3 min read
The crypto industry uproar following the SEC’s crackdown on staking services has been heard far and wide—yet the agency’s chairman isn’t budging an inch.
Speaking with CNBC’s Squawk Box on Friday, SEC Chair Gary Gensler blamed Kraken for failing to register its staking-as-a-service product with the Commission, and for not providing the relevant risk disclosures. He also dismissed the common criticism that there is a lack of clear rules that govern crypto, or that there is no clear path to register such products.
“There's a clear way to do this, and there are forms on our website,” he said. “I think it's just a talking point that the industry is using. They know how to do this. They are just choosing not to do it.”
Crypto staking is both how proof-of-stake blockchains secure their networks and validate transactions and how these networks issue new tokens. Kraken’s staking service, also provided by many other large exchanges and companies, allows the company to stake customer assets on their behalf.
This locks up, or pledges, these assets to their associated blockchain networks and generates yield, often between 4% and 7% APY, which is then split between all parties. On Thursday, the SEC forced Kraken to discontinue that service for its U.S. clients—and pay $30 million in penalties.
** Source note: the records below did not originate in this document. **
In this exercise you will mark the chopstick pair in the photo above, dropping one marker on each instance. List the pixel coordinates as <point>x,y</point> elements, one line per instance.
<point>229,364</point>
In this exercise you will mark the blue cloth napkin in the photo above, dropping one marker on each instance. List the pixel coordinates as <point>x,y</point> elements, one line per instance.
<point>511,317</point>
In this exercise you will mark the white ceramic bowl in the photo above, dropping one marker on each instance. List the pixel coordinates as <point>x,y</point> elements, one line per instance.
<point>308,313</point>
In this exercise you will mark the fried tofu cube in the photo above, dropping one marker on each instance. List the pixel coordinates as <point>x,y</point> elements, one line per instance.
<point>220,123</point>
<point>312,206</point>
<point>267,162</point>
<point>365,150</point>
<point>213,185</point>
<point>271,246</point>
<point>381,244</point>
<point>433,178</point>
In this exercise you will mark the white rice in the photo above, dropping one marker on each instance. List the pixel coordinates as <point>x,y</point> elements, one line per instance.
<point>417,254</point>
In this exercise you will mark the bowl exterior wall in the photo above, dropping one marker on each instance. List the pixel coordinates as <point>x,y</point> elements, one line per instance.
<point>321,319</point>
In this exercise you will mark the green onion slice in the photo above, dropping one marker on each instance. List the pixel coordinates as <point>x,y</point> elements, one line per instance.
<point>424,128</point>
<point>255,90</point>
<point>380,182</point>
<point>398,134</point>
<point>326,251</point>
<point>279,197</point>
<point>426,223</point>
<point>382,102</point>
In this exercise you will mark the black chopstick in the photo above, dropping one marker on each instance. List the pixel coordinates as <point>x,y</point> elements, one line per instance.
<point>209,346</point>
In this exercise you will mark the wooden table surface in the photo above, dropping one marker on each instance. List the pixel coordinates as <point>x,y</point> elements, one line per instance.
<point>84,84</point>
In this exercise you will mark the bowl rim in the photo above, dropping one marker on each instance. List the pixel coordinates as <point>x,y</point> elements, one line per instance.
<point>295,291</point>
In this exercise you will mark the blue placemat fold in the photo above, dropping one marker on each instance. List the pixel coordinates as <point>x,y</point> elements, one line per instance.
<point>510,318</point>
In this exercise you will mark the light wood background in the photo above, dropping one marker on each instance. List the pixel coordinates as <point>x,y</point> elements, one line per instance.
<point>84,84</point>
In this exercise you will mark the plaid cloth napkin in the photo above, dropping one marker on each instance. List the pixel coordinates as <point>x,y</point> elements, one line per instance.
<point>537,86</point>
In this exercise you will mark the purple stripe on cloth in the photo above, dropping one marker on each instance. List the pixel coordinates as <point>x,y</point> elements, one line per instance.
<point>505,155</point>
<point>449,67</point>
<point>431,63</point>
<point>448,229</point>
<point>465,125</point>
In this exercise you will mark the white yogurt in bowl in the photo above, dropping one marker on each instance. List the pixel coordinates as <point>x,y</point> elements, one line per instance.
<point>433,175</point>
“Kraken can offer investment contracts and investment schemes, but they have to have full fair and truthful disclosure and this puts the investors who watch your program in a better position," said Gensler. “They were not complying with that basic law.”
On Wednesday, Coinbase CEO Brian Armstrong warned that a regulatory crackdown on retail staking services in the United States was coming down the pipe. He and other critics of the SEC’s actions argued at the time that staking services, in fact, do not involve securities transactions, stating that staking provides scalability and energy efficiency to the industry.
Following the enforcement action, both Armstrong and one of the SEC’s crypto-friendly commissioners, Hester Peirce, claimed that the regulator had provided “no way to register” for staking providers, calling the Commission’s offer “disingenuous.”
Crypto-friendly Congressman Tom Emmer (R-MN) was equally critical of the SEC’s action, arguing that Gensler’s “regulatory purgatory strategy” will only drive crypto investment opportunities offshore. Such has already been the case with companies seeking to launch a Bitcoin spot ETF—another product that continues to be stonewalled by the Commission, much to the industry’s dismay.
Nevertheless, Gensler made clear that his patience with non-compliant crypto firms is wearing thin, saying other industries have had little problem with registration.
“It's time for this group to do so,” he said. “The runway is getting awfully short. And we're here to try to protect the investing public.”